Zero-Trust Agentic Federated Learning for Secure IIoT Defense Systems
Samaresh Kumar Singh , Joyjit Roy , Martin So
Published on arXiv
2512.23809
Data Poisoning Attack
OWASP ML Top 10 — ML02
Input Manipulation Attack
OWASP ML Top 10 — ML01
Key Finding
Achieves 93.2% detection accuracy under 30% Byzantine attacks, outperforming FLAME by 3.1% (p<0.01), with 89.3% adversarial robustness and 34% lower communication overhead.
ZTA-FL (Zero-Trust Agentic Federated Learning)

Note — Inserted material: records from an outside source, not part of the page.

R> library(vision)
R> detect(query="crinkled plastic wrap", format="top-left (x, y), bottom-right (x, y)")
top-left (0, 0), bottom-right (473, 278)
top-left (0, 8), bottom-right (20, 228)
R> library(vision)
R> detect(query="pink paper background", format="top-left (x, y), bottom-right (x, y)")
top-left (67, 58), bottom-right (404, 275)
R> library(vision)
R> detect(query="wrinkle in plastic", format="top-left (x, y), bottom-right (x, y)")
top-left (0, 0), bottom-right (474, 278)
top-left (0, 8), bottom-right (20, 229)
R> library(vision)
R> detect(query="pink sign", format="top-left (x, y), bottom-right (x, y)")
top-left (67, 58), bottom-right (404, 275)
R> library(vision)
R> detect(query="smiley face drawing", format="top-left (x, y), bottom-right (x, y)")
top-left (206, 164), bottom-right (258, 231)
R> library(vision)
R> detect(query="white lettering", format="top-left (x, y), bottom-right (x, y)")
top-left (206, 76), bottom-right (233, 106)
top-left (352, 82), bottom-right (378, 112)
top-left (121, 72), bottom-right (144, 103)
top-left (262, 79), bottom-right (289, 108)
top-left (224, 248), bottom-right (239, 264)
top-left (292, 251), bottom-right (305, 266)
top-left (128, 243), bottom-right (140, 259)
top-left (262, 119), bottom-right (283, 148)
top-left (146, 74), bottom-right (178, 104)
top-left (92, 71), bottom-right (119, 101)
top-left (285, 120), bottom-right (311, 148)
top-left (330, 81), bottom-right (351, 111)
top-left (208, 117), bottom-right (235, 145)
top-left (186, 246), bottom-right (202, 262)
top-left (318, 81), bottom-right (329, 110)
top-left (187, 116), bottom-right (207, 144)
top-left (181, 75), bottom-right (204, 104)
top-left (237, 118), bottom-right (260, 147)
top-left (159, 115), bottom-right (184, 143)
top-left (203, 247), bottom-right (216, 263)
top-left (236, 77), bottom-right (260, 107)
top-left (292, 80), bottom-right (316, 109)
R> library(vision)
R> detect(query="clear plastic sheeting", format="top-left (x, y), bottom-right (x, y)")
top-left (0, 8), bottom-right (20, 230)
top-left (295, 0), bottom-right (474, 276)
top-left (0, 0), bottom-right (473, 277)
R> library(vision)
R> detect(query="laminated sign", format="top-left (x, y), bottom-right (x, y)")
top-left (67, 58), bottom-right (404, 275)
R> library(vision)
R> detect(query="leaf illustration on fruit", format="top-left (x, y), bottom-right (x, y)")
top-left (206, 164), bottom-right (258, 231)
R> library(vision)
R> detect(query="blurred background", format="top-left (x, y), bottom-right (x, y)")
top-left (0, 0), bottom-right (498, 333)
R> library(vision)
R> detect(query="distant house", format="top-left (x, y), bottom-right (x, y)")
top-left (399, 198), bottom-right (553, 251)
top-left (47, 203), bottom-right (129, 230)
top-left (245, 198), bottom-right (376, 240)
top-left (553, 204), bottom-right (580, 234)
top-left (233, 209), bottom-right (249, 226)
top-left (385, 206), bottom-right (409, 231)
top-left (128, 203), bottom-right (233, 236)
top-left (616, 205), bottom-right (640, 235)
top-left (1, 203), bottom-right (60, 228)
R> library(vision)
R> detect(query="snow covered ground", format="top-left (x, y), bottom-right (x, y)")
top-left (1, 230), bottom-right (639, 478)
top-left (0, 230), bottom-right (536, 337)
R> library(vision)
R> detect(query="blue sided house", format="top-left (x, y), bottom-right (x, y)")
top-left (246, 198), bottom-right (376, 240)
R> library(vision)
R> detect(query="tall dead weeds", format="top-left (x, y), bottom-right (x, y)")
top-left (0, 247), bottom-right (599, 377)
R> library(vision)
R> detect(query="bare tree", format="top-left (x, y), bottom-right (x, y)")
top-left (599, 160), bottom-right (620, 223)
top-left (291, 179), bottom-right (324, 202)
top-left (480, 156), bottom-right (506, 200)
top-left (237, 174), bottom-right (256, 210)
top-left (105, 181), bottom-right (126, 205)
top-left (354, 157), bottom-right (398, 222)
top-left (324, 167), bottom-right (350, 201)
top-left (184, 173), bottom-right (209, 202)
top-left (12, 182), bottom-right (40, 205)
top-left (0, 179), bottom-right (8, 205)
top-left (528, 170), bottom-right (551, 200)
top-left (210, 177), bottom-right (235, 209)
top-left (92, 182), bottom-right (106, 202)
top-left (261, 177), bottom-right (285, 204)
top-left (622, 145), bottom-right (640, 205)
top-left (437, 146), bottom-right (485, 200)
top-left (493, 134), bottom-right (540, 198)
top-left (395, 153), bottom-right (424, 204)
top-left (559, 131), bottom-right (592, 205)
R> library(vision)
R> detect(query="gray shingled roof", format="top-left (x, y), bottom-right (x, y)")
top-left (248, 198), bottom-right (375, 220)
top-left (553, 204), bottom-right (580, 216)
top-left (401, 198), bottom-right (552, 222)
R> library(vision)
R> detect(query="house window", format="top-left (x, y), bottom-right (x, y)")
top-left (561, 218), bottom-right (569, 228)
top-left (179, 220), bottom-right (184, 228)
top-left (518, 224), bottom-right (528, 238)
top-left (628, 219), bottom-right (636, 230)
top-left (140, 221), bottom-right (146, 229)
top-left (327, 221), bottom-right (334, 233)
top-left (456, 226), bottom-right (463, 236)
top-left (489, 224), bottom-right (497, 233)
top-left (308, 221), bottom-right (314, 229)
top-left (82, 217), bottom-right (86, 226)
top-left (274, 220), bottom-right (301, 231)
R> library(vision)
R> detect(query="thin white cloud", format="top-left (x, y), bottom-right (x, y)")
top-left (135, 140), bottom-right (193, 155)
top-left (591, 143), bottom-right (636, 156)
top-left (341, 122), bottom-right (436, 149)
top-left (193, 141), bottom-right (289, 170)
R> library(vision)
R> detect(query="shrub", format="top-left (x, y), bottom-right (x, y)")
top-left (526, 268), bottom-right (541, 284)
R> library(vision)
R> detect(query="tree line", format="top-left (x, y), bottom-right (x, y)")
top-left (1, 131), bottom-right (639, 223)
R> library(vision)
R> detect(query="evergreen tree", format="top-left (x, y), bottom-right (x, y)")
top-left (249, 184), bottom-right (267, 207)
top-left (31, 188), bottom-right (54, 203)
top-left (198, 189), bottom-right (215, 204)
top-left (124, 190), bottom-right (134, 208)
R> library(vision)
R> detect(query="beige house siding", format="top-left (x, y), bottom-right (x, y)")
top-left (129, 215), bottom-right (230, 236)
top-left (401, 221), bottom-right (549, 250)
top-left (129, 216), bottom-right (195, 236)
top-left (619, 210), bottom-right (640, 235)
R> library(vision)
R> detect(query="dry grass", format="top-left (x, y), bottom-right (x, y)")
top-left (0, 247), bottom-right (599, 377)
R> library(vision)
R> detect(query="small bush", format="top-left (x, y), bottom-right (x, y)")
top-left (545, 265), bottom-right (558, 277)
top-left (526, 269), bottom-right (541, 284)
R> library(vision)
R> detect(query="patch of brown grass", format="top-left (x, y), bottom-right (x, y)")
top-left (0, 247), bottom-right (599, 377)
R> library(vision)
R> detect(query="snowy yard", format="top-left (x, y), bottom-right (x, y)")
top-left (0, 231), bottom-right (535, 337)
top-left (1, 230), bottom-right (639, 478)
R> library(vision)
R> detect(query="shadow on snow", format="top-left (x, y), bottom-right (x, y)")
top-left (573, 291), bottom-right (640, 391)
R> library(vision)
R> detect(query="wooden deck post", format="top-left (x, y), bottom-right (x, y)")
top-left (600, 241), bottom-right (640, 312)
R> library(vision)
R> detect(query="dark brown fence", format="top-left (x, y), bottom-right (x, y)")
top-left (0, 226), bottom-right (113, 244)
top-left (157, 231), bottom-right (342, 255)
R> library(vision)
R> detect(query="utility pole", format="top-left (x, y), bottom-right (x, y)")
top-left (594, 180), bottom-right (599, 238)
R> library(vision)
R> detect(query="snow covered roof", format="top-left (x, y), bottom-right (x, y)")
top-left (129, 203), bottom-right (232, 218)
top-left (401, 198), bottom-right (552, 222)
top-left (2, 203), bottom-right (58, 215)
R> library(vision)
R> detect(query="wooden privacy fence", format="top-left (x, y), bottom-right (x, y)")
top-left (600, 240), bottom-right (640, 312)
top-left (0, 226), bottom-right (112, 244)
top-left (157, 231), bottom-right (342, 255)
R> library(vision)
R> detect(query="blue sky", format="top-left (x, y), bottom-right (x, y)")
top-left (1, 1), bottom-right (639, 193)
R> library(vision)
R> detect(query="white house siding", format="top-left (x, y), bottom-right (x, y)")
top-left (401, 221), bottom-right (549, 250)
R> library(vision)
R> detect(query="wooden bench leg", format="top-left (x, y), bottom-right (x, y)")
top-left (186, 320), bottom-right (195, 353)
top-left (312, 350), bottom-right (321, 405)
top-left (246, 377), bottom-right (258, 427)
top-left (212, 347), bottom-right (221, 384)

Novel technique introduced
Recent attacks on critical infrastructure, including the 2021 Oldsmar water treatment breach and 2023 Danish energy sector compromises, highlight urgent security gaps in Industrial IoT (IIoT) deployments. While Federated Learning (FL) enables privacy-preserving collaborative intrusion detection, existing frameworks remain vulnerable to Byzantine poisoning attacks and lack robust agent authentication. We propose Zero-Trust Agentic Federated Learning (ZTA-FL), a defense in depth framework combining: (1) TPM-based cryptographic attestation achieving less than 0.0000001 false acceptance rate, (2) a novel SHAP-weighted aggregation algorithm providing explainable Byzantine detection under non-IID conditions with theoretical guarantees, and (3) privacy-preserving on-device adversarial training. Comprehensive experiments across three IDS benchmarks (Edge-IIoTset, CIC-IDS2017, UNSW-NB15) demonstrate that ZTA-FL achieves 97.8 percent detection accuracy, 93.2 percent accuracy under 30 percent Byzantine attacks (outperforming FLAME by 3.1 percent, p less than 0.01), and 89.3 percent adversarial robustness while reducing communication overhead by 34 percent. We provide theoretical analysis, failure mode characterization, and release code for reproducibility.
Key Contributions
- SHAP-weighted Byzantine-fault-tolerant FL aggregation algorithm with theoretical guarantees under non-IID data conditions
- TPM-based cryptographic attestation for FL agent authentication achieving <0.0000001 false acceptance rate
- Privacy-preserving on-device adversarial training achieving 89.3% adversarial robustness while reducing communication overhead by 34%
🛡️ Threat Analysis
Explicitly lists privacy-preserving on-device adversarial training as one of three primary contributions, reporting 89.3% adversarial robustness — a direct defense against inference-time input manipulation attacks on the IDS model.
Core novel contribution is a SHAP-weighted Byzantine-fault-tolerant aggregation algorithm that detects and mitigates malicious FL clients sending poisoned model updates — a direct Byzantine poisoning defense with theoretical guarantees under non-IID conditions.